Régis Le Gall Tanguy a écrit:
Excellent article en effet,
J.-C. Cassard a raison d'évoquer l'importance du souvenir de Rome. En Bretagne, comme partout ailleurs, celui devait demeurer très présent. J'en veux pour preuve "l'aura" que continuaient à exercer les agglomérations antiques au Moyen Age .
Ce n'est sans doute pas sans raison que les troupes de Louis le Pieux poursuivirent leur chemin dans la péninsule jusqu'à Carhaix en 818 (voir là
http://books.google.fr/books?id=_NMKAAA ... q=&f=false) et que Bili rapporte, dans sa vita Machutis, la célébration d'une messe par Malo dans l'église de Corseul, l'ancienne capitale de la cité des Coriosolites.
Témoigne au Moyen Âge central de cette aura des anciens chefs-lieux des Osismes et des Coriosolites le poème connu sous le titre de
Chanson d'Aiquin, qui en fait mention explicite et les relie au travers de l'épisode consacré à la femme du roi Ohès de Carhaix, laquelle est la fille du roi Corsout. Sur la
Chanson d'Aiquin, voir
le récent CR par Bernard Merdrignac de la thèse de Nicolas Lenoir.
Une petite remarque sur la mention de
Corophesium dans une annale de 817/818 extraite de la chronique du cartulaire de Lausanne et sur l'identification - au demeurant convaincante (*) - de ce toponyme avec Carhaix, sur la base de l'étymologie retenue pour ce dernier nom (
quadrivium, "carrefour"), qui incontestablement correspond à la situation topographique : comme le signale Catherine Santschi, qui rappelle l'hypothèse ancienne de B. von Simson proposant de reconnaître dans
Corophesium une cacographie pour
Coriospitum, l'annale concernée "reste sans parallèle connu" dans les sources "carolingiennes" de cette chronique (cf. notamment les annales de Flavigny).

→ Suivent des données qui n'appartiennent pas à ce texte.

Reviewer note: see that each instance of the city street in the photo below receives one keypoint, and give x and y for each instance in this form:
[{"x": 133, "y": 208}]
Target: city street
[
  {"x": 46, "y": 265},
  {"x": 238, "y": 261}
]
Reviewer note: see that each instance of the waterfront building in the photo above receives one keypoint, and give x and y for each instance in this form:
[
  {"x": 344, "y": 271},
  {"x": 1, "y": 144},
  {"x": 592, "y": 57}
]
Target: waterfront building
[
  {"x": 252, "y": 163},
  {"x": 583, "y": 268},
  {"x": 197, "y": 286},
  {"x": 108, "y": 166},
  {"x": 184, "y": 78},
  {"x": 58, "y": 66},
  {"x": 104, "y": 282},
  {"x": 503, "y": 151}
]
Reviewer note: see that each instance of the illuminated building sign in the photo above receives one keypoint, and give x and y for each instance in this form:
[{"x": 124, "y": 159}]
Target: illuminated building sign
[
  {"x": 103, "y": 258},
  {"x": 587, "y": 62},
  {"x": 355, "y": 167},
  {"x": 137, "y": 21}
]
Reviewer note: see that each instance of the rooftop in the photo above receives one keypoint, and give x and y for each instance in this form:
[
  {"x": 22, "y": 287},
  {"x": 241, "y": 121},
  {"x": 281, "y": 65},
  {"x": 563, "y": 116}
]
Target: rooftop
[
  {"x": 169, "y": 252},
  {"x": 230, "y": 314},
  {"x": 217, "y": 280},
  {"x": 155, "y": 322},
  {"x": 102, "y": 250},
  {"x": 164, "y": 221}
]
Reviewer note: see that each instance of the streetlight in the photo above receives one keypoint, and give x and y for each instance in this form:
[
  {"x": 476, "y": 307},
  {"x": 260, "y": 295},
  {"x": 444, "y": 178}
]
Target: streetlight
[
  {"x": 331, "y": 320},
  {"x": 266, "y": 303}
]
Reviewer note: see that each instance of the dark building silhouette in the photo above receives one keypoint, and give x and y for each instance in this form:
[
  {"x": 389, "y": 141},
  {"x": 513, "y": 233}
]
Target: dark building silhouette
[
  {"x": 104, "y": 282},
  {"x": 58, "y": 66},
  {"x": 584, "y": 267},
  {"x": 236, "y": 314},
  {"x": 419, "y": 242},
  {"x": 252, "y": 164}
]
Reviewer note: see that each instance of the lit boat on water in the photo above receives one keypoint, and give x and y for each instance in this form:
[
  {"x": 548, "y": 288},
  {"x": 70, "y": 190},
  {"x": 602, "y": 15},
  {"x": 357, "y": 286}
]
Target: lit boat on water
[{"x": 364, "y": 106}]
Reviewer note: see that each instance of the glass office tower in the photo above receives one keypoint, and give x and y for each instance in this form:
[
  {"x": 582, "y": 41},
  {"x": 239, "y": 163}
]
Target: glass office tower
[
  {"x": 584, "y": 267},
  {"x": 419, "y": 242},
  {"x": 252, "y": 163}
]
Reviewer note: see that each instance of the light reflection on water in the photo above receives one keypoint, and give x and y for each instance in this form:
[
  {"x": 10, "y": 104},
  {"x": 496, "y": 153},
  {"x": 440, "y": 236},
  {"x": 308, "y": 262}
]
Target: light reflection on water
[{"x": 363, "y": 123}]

(*) Il me semble de surcroît que cette identification permet de rendre compte également de l'énigmatique mention du toponyme Carifes, Carofes que plusieurs manuscrits de la Notitia Galliarum associent avec la civitas Diablintum : il doit s'agir de la commune actuelle de Carrouges, dans le département de l'Orne (Quadrugiae chez Orderic Vital, Carrogium dans un acte de 1138).Régis Le Gall Tanguy a écrit:
Je suis plus reservé sur l'analyse des données matérielles proposée par l'auteur. Parler de "collapsus de la civilisation romaine" me paraît un peu excessif. J'ai tendance à penser aujoud'hui (mais peut être suis-je le seul) que la situation de l'habitat dans la péninsule armoricaine entre la fin de l'Antiqué et le haut Moyen Age n'est pas si différente de celle du reste de la Gaule. On retrouve un peu partout les mêmes phénomènes d'abandon de villae et de construction (et reconstruction) de bâtiments et "maisons" en matériaux périssables. Les modes de vie ont changé au cours de l'Antiquité tardive.
Je partage votre point de vue sur la permanence de l'occupation des sites, dont la relative "pauvreté" des vestiges tiendrait essentiellement à l'utilisation de matériaux périssables et je ne crois pas à l'abandon de Carhaix ou de Corseul par leurs habitants.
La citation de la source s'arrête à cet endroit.